Peña agrega que la conciliación requiere una mirada más amplia y vincula el debate con el futuro que pueda tener el proyecto de ley de Sala Cuna Universal. 'Si de verdad queremos corresponsabilidad, no basta con teletrabajo', señala, advirtiendo que sin una reforma que garantice acceso universal al cuidado infantil, 'la carga vuelve al hogar y normalmente vuelve a recaer en mujeres'.

Riveros agrega que, aunque la ley es formalmente neutra, 'no establece incentivos simétricos ni mecanismos obligatorios que promuevan activamente la participación masculina en tareas de cuidado', por lo que existe el riesgo de reproducir roles tradicionales.

Recuadro
141 MIL TRABAJADORES TENÍAN PACTOS DE TELETRABAJO EN 2024, SEGÚN LAS CIFRAS OFICIALES MÁS RECIENTES.

Alta presencialidad: el principal límite operativo

Más allá de las diferencias institucionales, el mayor límite práctico se concentra en sectores donde la presencialidad es estructural. La gerenta general de Acción Empresas, Constanza Pantaleón, es categórica: 'La mayor complejidad se ha dado en sectores y funciones donde la presencialidad es esencial para la operación, como minería, retail, manufactura, construcción, salud o transporte, especialmente en esquemas de turnos o atención continua'. En estos casos, agrega, 'adaptar la jornada o implementar teletrabajo no siempre es compatible con la naturaleza del cargo'.

Este escenario no solo responde a decisiones empresariales, sino también a la lógica productiva de actividades donde la continuidad operacional, la seguridad y la atención directa al público limitan el margen de flexibilidad y exigen reorganizaciones más profundas de turnos y dotaciones. Pero la tensión no se limita a lo operativo.
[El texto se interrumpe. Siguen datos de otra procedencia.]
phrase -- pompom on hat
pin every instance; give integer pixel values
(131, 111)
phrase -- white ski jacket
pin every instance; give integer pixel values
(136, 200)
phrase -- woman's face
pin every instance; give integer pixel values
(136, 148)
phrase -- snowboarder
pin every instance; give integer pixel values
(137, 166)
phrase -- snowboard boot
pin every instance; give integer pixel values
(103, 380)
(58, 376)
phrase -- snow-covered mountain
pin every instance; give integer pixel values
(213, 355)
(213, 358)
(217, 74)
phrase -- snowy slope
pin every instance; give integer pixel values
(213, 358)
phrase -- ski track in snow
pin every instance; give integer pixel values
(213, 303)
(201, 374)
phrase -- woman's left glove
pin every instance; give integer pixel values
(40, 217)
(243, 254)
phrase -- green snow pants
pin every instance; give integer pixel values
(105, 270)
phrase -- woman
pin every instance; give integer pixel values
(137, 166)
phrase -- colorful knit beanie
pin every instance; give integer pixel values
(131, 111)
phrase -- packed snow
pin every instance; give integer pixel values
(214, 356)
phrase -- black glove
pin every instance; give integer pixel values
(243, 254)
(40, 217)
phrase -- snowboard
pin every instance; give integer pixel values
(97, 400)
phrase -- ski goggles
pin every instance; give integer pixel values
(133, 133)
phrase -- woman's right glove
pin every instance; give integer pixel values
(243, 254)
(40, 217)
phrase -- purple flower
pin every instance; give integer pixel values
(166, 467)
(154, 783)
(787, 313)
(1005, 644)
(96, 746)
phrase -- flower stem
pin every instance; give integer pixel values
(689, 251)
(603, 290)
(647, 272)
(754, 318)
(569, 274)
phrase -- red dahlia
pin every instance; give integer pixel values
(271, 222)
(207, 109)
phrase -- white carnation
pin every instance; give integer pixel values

El especialista en derecho laboral y cofundador de SoyTrabajador y SoyHonorario, Pedro Peña, advierte que ya se observan fricciones en la aplicación práctica: 'La Dirección del Trabajo ha tenido que intervenir cuando algunas empresas fijan criterios rígidos o unilaterales que, en los hechos, vacían el derecho', como ocurre con esquemas de presencialidad 'estándar' que no consideran la realidad del cuidador. El abogado del área legal, laboral & compliance BSO en BDO Chile, Donovan Riveros, por su parte, recuerda que la aplicación 'depende de la naturaleza de las funciones', lo que delimita el alcance efectivo del derecho.